We create schedules and habit trackers and planners, all in an attempt to do everything all at once. So we have dedicated time for friends but we are too tired to be engaging constructively when we go through with our plans. We set aside the time for reading time, but our heads are overwhelmed by thoughts and nagging distractions.
This causes a feeling of guilt whenever we inevitably end up stopping to take a break, simply because our bodies are screaming for it.
Different people have a different capacity as to how much of a certain type of work they can handle. For example, I feel much better in small groups of up to 4 people. So if my work requires me to actively interact with dozens of people I end up feeling drained by the end of the day.
Additionally, I also have a tendency to take on more than I can handle. As a full-time student and a full-time employee I already have very limited time and energy that has not already been accounted for.
That being said, I have to be very careful about taking on hobbies and repetitive activities. I cannot reasonably assume I can allocate four hours a week consistently for reading, and hold myself accountable for it when I inevitably have to prioritize work or education over it. Yet, this seems to be a lesson I keep learning over and over again.
The term burnout has been thrown around a lot. Especially in the context of the current social situation. Now, from experience, I can say that it is a very real, yet invisible enemy. After months of trying to work full time as well as fit lectures and assignments within the same day, I reached a nasty burnout.
With me, I had increasing symptoms over the course of two months but only realized it after my condition was unbearable. It started with a headache that I could push through. Even though I still found value in my work, I experienced increased fatigue and my motivation to do things became close to nonexistent. I had no energy and I was also incredibly irritable to those around me.
By the end of it, I had no desire to get up or do anything. Working felt like walking through a fog, and it would take me so much longer to get things done.
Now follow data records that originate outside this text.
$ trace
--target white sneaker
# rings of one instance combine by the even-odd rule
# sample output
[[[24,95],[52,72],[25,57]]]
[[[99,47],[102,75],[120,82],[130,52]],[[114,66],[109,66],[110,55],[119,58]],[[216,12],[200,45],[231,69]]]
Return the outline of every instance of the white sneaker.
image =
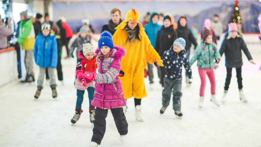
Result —
[[[120,137],[120,140],[121,140],[121,141],[122,142],[123,144],[125,143],[126,142],[126,135],[121,135],[121,136]]]
[[[242,102],[247,103],[248,102],[247,99],[245,96],[243,91],[242,90],[239,90],[239,98]]]
[[[199,107],[200,108],[203,107],[203,102],[204,101],[204,97],[200,96],[200,101],[199,101]]]
[[[135,116],[137,120],[144,121],[144,118],[141,114],[141,106],[140,105],[137,105],[135,107]]]
[[[211,96],[210,96],[210,101],[213,102],[214,104],[218,106],[219,106],[220,105],[220,103],[219,103],[219,102],[216,98],[215,94],[211,95]]]
[[[98,144],[95,142],[91,142],[91,147],[98,147]]]
[[[126,113],[126,112],[127,111],[127,106],[125,105],[122,107],[122,109],[123,109],[123,113],[125,114]]]
[[[149,89],[151,90],[153,90],[153,83],[151,83],[149,84]]]
[[[226,101],[226,97],[227,96],[227,93],[226,92],[224,92],[223,94],[223,97],[222,97],[222,99],[221,99],[221,102],[223,103],[225,103]]]

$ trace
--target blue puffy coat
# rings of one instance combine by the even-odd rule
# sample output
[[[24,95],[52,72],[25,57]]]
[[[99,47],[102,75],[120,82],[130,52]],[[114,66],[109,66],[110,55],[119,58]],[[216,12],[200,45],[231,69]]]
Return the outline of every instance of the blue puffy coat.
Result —
[[[56,68],[58,62],[58,49],[55,35],[46,37],[39,34],[36,37],[34,51],[36,64],[42,67]]]
[[[157,33],[158,31],[161,29],[161,26],[156,23],[155,24],[152,23],[152,18],[155,15],[158,15],[158,13],[155,12],[153,12],[151,14],[151,17],[149,20],[149,23],[144,26],[145,28],[145,32],[148,35],[148,39],[150,41],[151,45],[155,48],[156,43],[156,38],[157,37]]]

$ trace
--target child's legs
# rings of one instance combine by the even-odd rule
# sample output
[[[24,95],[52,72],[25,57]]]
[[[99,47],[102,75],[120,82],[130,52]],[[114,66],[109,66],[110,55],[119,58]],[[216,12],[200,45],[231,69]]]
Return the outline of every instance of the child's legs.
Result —
[[[48,68],[48,73],[49,74],[49,78],[50,78],[50,85],[51,86],[56,84],[56,79],[55,75],[54,74],[54,70],[55,69],[52,67]]]
[[[120,135],[123,135],[127,134],[128,133],[128,125],[122,108],[111,109],[111,111]]]
[[[207,72],[207,75],[208,77],[211,85],[211,94],[214,95],[216,94],[216,79],[215,78],[214,69],[212,68],[208,69]]]
[[[106,130],[106,118],[108,109],[101,109],[97,108],[95,109],[95,115],[94,122],[94,127],[92,130],[93,134],[92,141],[100,145],[103,138]]]
[[[76,101],[76,108],[77,109],[82,109],[82,104],[83,101],[83,95],[84,90],[77,89],[77,100]]]
[[[164,90],[162,91],[162,105],[167,107],[170,104],[171,92],[172,92],[173,84],[172,80],[164,78]]]
[[[199,73],[201,81],[200,85],[200,96],[204,96],[205,93],[205,88],[206,87],[206,75],[207,74],[206,70],[199,68]]]
[[[25,65],[26,69],[26,75],[33,76],[34,63],[33,58],[34,57],[34,50],[26,51],[26,56],[25,58]]]
[[[181,108],[180,98],[182,96],[181,92],[182,81],[182,78],[177,79],[173,85],[173,109],[174,110],[180,111]]]
[[[45,75],[45,68],[39,67],[39,75],[37,80],[37,86],[43,87],[44,80],[44,75]]]
[[[89,106],[90,107],[94,107],[91,105],[92,101],[93,100],[93,95],[94,95],[94,87],[89,87],[87,88],[87,91],[88,91],[88,96],[89,97]]]
[[[242,89],[243,87],[242,84],[242,69],[241,67],[236,69],[236,77],[237,78],[237,82],[238,83],[238,89]]]
[[[225,90],[227,91],[230,84],[231,77],[232,76],[232,68],[226,68],[226,82],[225,83]]]

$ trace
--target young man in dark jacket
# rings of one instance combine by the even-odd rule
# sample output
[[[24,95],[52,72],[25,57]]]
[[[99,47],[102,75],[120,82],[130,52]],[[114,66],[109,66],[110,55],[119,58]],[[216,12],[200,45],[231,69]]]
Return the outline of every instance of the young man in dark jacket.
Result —
[[[165,16],[163,22],[164,25],[160,30],[158,32],[155,45],[155,49],[160,57],[164,52],[169,50],[174,41],[178,38],[177,32],[173,28],[173,26],[171,25],[171,19],[170,16]],[[160,67],[158,70],[160,70],[158,72],[160,74],[160,82],[162,87],[164,87],[164,68]]]
[[[110,13],[111,19],[109,21],[108,24],[102,26],[101,32],[104,31],[108,31],[113,35],[116,31],[115,28],[122,21],[121,19],[122,17],[121,13],[121,11],[118,8],[116,8],[112,9]]]
[[[230,81],[232,76],[232,69],[236,68],[236,77],[239,90],[239,98],[244,102],[248,102],[248,100],[243,93],[242,88],[242,67],[243,65],[242,54],[242,50],[248,59],[251,63],[255,64],[249,51],[241,35],[237,32],[237,26],[235,23],[228,24],[228,32],[225,35],[219,53],[221,56],[224,53],[226,56],[226,78],[225,83],[224,91],[221,101],[224,103],[226,100],[227,93],[228,90]]]
[[[190,29],[188,27],[187,24],[187,17],[185,16],[182,16],[179,18],[178,22],[178,28],[176,30],[178,37],[182,37],[186,41],[186,47],[185,47],[188,58],[189,59],[190,54],[190,47],[191,44],[193,44],[195,48],[198,44]],[[186,73],[186,82],[187,84],[191,84],[191,81],[188,78],[188,73]]]

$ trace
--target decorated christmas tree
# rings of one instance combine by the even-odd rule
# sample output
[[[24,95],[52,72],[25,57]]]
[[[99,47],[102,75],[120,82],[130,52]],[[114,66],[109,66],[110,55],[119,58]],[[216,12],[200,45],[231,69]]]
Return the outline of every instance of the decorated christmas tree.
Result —
[[[232,16],[230,19],[230,23],[237,23],[238,32],[243,32],[244,31],[242,25],[242,20],[241,16],[239,12],[239,7],[240,5],[238,1],[235,1],[233,10],[232,12]]]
For example, it took me 40 minutes to compose an 8 rows email, whereas I can normally write a 1000 word article draft in under an hour. In addition, I no longer trusted that I was doing a good job and needed to repeatedly check my work for errors.
In retrospect, my body was screaming for a break. I was exhausted and overwhelmed for months on end and my performance and health seriously declined.
The more worn out you are the more effort it is going to take to get back on track. And if you are anything like me, the further behind you fall, the more you try to push yourself to make up for it. In an attempt to catch up with work I ended up working 7 days a week and pulling off all-nighters. Even though the collective work I was actually performing was you not only have a hard time getting things done but even attempting to be productive seems like a world-on-your-shoulders challenge.
It is, however possible as long as you admit the issue and take a step back to fix it. And the medicine is simple. Rest. Taking a break and allowing yourself to reset and re-centre your efforts are invaluable. When my condition reached levels I could no longer perform, I planned two weeks off. From the time to my request to the start of my holiday, I did as much as I could to close the gap between my deadlines and where I was currently at.
After that, for a week I did not do anything work or university-related. I took a trip with my sister, went to the beach and the mountains, read a book for fun. I slept as much as I wanted and did what felt right at the time.